In August 2007, Wareing failed to gain sufficient support from Labour Party and trade union members in his constituency party to avoid facing a re-selection challenge as the Labour candidate for the next general election. On 16 September 2007, Wareing was defeated in a selection contest by Stephen Twigg, a former MP. Wareing denounced his de-selection as the work of a "New Labour Mafia", announcing his intention to seek re-election as an independent, and resigned the Labour whip. However, on 4 March 2010, Wareing announced he would not be standing at the general election.
According to a report in The Sunday Telegraph in February 2010, using newly disclosed parliamentary records, from April 2004 to July 2009, Wareing booked House of Commons dining facilities on 28 occasions for the hosting of Russian businessmen on behalf of the Leading Ventures Associates, or affiliated enterprises; the LVA course in total costing the businessmen £4,000 each.
He married Betty Coward (born July 1929) on 16 August 1962. She died in March 1989 in Lambeth.
Wareing died on 1 May 2015 at the age of 84. He had been admitted to hospital in London with a chest infection.
On 29 February 2016 Bob Wareing featured on the BBC television programme Heir Hunters, a series that follows probate researchers tracking down heirs to unclaimed deceased estates.
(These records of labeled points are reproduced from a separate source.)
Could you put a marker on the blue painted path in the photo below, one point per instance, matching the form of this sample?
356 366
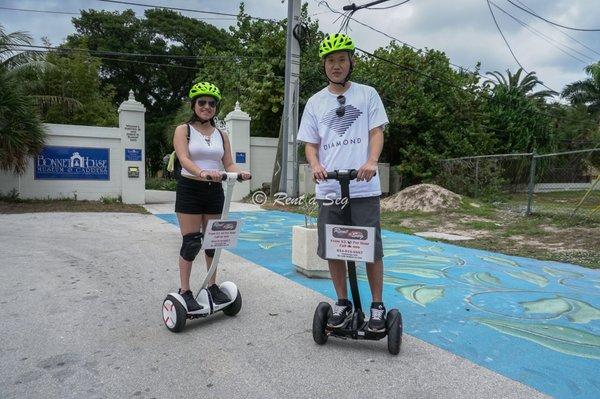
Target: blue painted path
537 322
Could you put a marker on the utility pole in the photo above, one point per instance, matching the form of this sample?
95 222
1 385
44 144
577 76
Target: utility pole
288 179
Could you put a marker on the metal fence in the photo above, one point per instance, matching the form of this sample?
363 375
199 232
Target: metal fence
559 183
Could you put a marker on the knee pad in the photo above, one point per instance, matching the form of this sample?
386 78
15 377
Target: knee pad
190 246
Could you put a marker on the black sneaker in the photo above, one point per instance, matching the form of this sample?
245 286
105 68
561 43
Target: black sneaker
377 320
190 301
342 313
218 296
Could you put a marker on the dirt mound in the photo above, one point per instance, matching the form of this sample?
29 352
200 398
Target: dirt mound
423 198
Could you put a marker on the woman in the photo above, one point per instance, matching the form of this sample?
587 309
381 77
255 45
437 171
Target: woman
203 151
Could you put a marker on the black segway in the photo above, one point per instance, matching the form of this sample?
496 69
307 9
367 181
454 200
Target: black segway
356 328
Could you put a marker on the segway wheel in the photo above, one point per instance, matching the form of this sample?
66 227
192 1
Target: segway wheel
320 318
394 331
235 306
174 314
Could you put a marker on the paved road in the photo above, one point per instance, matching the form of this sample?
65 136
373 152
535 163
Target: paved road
81 297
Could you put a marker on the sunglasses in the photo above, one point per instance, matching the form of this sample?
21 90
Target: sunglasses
211 103
341 111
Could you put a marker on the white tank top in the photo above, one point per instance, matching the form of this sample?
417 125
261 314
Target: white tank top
205 151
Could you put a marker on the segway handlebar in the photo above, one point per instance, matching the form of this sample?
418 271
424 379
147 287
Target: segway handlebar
228 176
341 174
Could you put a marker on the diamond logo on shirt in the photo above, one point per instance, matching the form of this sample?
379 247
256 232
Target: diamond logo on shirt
338 124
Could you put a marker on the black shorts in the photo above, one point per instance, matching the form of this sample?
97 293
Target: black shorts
199 197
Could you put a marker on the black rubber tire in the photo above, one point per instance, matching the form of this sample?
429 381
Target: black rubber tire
322 314
394 331
235 306
180 315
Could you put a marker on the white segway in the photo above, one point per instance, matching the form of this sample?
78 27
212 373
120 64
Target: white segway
174 308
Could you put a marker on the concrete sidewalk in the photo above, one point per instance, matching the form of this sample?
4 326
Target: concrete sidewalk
82 295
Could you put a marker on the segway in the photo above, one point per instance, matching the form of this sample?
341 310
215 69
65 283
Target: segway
355 328
174 308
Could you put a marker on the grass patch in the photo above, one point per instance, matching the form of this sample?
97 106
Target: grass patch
482 225
156 183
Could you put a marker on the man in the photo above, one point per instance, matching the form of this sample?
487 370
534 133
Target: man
342 126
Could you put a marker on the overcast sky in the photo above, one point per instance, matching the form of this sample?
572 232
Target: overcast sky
463 29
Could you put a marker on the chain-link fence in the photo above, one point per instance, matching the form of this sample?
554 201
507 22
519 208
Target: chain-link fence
560 183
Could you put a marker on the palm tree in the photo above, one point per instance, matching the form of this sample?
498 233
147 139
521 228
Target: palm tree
21 131
586 91
524 85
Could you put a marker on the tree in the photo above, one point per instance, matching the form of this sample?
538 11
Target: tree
525 85
21 132
586 92
159 82
434 111
519 123
77 76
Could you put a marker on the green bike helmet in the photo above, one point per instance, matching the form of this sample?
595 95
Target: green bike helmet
335 42
205 89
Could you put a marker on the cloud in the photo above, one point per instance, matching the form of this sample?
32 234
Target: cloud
463 29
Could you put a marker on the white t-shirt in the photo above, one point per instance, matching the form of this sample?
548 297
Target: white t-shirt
343 141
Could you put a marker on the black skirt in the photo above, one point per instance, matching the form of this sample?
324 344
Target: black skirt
199 197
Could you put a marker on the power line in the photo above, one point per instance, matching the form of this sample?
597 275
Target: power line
388 7
564 33
545 37
119 53
136 61
508 45
550 22
460 67
504 38
409 69
41 11
540 112
182 9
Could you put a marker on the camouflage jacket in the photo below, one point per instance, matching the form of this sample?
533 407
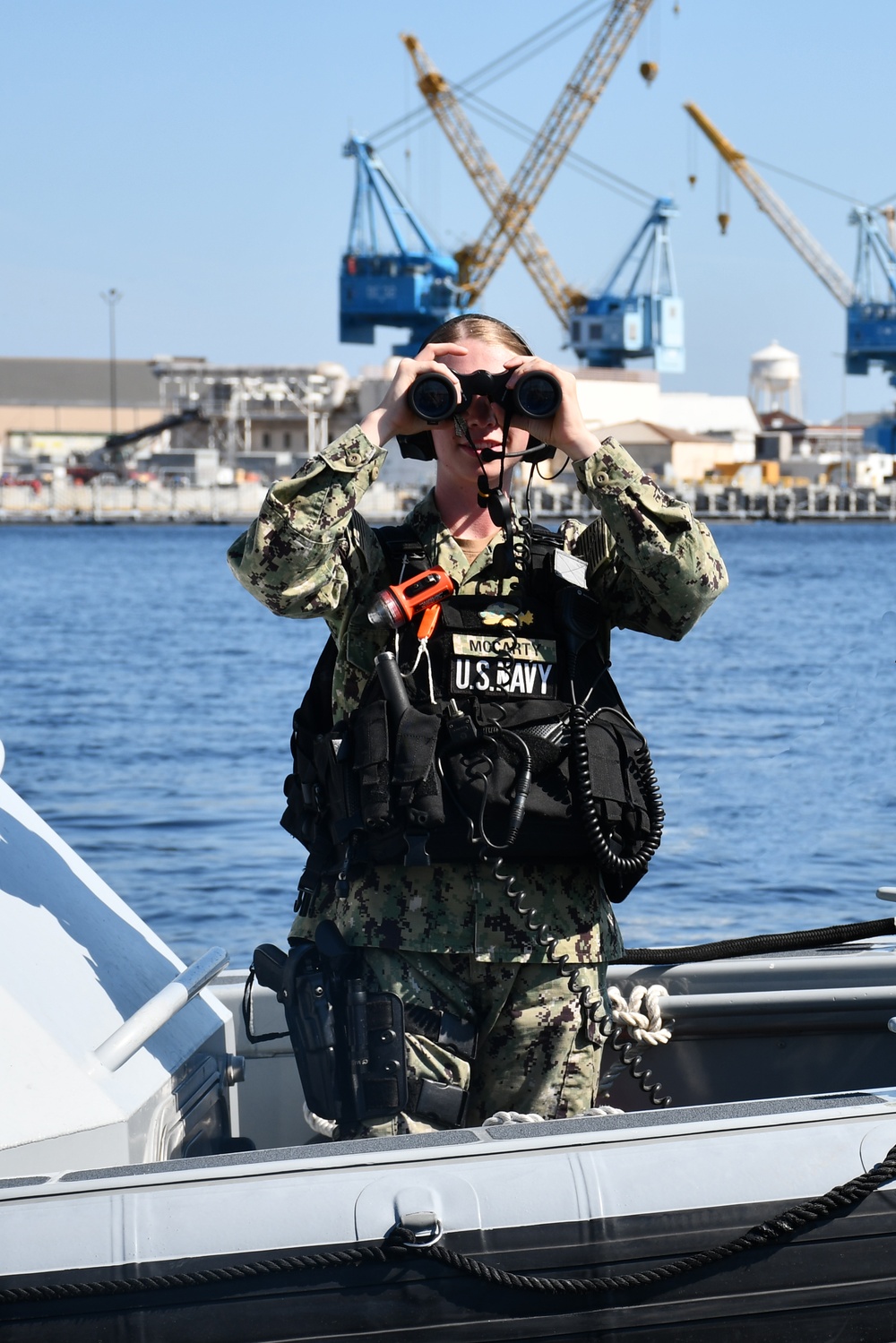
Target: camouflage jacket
651 565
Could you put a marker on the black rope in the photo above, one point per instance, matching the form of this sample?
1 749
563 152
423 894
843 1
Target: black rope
798 941
766 1233
198 1278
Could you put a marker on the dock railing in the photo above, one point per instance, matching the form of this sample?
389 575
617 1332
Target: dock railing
226 504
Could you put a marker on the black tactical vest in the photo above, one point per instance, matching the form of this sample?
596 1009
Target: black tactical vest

Since Bob's wife died in 1989 and the couple had no children, there were no immediate heirs to his estate. The programme followed probate research company Fraser and Fraser's research into Bob Wareing's family tree in an attempt to find heirs. It also featured interviews with people who knew Bob during his life, including Labour party leader, Jeremy Corbyn. In the end the research company was able to locate 53 beneficiaries to Wareing's estate.